NSFW Detection
Detect sexual and explicit content in LLM inputs and outputs.
NSFW Detection
The NSFW Detection provider identifies sexual, explicit, and adult content that is inappropriate for general audiences. It flags both overt explicit material and suggestive content that crosses professional boundaries.
What it detects
| Category | Examples |
|---|---|
| Sexual content | Explicit sexual descriptions, pornographic material |
| Suggestive content | Sexually suggestive language, innuendo intended to provoke |
| Adult solicitation | Requests to generate explicit or adult-only material |
Configuration
{
"policy_type": "nsfw_detection",
"mode": "blocking",
"config": {
"threshold": 0.5
}
}| Parameter | Type | Default | Description |
|---|---|---|---|
threshold | float | 0.5 | Confidence threshold (0–1).

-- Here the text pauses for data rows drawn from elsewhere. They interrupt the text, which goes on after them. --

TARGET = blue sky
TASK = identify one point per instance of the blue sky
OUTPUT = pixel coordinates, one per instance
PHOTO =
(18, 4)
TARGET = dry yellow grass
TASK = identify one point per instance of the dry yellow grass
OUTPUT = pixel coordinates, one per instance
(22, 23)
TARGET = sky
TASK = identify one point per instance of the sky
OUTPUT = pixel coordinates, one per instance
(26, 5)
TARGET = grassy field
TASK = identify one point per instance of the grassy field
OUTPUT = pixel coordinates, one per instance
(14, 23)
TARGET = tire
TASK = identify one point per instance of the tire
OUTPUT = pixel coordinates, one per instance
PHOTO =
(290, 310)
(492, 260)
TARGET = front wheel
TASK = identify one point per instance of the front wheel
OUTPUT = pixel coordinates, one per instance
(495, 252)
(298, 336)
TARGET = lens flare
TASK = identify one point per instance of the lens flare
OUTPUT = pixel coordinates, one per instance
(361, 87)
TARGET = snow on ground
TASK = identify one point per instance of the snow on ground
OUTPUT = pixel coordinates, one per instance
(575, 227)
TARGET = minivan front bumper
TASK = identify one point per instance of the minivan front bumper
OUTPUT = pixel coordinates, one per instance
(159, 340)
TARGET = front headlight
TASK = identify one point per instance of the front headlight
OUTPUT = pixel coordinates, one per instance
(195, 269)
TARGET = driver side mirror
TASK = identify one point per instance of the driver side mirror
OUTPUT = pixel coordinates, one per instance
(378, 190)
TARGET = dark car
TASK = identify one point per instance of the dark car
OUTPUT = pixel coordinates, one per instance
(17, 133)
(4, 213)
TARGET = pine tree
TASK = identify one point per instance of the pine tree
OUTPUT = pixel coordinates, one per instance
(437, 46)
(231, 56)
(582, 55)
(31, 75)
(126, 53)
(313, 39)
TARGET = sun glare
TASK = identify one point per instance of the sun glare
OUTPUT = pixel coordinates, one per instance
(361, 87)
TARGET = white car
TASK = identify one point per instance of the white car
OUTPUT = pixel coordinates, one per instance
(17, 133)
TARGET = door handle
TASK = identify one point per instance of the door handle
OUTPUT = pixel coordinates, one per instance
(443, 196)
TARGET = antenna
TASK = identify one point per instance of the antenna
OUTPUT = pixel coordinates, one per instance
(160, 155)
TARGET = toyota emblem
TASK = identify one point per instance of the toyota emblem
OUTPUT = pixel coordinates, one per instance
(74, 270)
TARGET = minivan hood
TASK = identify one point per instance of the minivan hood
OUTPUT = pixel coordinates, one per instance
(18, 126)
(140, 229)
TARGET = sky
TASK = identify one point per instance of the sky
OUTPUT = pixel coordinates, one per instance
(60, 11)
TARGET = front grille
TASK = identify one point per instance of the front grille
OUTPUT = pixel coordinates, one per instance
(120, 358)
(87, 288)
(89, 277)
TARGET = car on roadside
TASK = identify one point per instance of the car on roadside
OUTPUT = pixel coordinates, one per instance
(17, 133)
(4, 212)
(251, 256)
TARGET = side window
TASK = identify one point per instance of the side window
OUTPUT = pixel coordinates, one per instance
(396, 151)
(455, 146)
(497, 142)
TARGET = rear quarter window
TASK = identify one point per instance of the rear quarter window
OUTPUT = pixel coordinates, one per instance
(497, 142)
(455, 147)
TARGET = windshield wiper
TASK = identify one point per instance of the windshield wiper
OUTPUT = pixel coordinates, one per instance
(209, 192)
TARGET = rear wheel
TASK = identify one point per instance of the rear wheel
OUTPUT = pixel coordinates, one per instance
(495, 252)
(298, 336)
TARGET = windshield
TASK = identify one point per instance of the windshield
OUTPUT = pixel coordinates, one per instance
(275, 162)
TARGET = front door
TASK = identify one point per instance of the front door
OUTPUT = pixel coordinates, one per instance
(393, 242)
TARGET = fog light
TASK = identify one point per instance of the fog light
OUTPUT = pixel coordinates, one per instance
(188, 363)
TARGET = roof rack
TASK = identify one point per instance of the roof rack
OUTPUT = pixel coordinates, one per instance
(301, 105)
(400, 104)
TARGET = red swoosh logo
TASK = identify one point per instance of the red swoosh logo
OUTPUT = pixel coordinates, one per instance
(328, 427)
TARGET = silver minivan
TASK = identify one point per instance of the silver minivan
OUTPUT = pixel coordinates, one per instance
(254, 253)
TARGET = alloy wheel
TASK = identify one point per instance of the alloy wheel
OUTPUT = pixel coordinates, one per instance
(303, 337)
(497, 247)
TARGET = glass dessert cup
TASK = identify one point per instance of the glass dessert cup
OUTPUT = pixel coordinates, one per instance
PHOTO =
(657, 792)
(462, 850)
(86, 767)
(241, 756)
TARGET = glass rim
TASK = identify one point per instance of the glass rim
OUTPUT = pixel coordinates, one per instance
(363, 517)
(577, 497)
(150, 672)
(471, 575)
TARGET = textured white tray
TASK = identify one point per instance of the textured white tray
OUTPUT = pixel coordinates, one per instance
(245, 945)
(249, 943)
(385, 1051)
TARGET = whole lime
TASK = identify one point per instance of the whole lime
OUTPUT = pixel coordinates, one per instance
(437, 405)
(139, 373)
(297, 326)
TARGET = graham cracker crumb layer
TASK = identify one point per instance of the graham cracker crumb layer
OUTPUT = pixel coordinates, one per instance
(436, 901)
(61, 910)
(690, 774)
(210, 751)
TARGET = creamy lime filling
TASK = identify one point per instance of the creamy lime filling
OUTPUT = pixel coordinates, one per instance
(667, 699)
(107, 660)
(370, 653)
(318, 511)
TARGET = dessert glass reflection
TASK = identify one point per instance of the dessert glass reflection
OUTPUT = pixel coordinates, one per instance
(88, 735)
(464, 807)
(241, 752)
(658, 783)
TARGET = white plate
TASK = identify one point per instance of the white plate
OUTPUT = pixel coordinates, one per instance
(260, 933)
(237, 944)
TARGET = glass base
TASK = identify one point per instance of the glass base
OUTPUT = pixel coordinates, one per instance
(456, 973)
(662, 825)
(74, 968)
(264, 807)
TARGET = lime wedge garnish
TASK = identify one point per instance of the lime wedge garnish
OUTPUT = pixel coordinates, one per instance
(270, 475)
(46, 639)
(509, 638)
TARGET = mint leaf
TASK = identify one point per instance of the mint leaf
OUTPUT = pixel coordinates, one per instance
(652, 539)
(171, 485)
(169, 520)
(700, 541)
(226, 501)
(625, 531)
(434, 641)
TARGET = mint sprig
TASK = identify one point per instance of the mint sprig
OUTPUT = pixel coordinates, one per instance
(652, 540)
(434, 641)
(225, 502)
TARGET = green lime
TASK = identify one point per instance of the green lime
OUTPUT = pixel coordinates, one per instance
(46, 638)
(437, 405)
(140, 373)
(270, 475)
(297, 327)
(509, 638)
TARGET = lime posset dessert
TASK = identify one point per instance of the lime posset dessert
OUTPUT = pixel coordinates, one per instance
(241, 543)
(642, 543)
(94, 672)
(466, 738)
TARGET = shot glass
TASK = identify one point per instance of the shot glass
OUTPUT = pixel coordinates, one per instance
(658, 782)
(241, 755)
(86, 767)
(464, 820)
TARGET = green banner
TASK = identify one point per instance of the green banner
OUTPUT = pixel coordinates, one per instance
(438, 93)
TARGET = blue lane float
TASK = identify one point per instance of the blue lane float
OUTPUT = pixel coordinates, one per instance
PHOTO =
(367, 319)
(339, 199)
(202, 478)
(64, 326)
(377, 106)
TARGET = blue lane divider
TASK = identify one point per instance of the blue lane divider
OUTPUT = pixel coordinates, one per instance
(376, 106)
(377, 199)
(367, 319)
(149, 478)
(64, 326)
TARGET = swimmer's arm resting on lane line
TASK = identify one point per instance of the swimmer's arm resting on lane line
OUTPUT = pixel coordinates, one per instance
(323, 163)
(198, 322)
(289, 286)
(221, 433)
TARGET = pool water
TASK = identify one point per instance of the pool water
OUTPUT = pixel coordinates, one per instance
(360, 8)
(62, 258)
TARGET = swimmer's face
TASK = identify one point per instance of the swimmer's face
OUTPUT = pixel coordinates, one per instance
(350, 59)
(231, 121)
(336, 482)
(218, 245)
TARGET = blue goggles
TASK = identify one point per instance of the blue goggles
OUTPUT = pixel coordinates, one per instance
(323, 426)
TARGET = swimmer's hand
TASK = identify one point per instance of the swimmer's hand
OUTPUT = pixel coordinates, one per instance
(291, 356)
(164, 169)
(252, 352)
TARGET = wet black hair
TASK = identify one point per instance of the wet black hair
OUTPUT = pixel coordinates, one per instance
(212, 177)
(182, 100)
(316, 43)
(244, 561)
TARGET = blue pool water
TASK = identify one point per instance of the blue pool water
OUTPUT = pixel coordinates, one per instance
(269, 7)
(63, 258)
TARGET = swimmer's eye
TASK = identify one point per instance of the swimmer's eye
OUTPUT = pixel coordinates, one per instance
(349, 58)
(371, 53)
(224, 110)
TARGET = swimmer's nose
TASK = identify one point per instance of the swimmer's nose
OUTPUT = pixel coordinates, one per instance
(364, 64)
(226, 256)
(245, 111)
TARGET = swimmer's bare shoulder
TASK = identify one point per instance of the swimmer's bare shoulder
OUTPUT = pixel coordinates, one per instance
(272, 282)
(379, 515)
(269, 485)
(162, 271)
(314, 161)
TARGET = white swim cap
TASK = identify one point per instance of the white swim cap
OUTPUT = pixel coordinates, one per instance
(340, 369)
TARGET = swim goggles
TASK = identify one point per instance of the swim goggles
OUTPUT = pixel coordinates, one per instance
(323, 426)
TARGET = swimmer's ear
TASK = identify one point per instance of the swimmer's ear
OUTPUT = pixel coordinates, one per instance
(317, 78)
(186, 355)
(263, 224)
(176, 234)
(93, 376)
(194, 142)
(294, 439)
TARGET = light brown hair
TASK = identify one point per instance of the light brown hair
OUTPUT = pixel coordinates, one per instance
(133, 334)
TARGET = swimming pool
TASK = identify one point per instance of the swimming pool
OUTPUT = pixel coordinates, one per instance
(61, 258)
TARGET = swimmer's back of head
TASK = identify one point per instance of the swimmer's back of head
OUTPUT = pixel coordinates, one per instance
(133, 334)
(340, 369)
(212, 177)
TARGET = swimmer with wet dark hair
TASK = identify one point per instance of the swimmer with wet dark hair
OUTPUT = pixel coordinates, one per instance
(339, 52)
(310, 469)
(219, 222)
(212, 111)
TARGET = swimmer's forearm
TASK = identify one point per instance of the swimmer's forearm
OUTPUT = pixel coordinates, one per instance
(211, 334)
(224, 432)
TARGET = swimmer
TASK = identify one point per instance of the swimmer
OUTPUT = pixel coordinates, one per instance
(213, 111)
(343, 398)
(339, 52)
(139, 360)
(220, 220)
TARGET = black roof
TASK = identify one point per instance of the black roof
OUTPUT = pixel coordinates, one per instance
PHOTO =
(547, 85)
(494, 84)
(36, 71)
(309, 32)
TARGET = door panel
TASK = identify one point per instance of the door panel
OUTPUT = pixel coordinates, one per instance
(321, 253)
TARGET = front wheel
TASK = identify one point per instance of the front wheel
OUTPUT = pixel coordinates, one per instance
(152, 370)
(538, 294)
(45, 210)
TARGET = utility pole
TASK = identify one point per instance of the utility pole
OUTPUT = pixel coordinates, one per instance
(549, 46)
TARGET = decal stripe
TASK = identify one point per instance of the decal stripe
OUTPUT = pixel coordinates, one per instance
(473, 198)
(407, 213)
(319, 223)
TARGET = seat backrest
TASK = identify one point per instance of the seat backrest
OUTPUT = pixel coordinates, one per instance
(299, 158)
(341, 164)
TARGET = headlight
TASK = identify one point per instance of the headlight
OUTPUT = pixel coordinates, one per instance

Lower values catch more borderline content. |
Example violation
{
"allowed": false,
"violations": [
{
"policy_type": "nsfw_detection",
"severity": "high",
"description": "Explicit sexual content detected",
"confidence": 0.95
}
]
}Best practices
- Keep the threshold at
0.5or lower for any public-facing or workplace application. - Always use
mode: "blocking"— NSFW content rarely warrants a warning-only approach. - Combine with Toxicity Detection to cover the full spectrum of harmful content.
- Test with edge cases relevant to your domain — medical or educational content may require threshold tuning.
- Monitor false positives in the dashboard, especially if your application handles health or anatomy topics.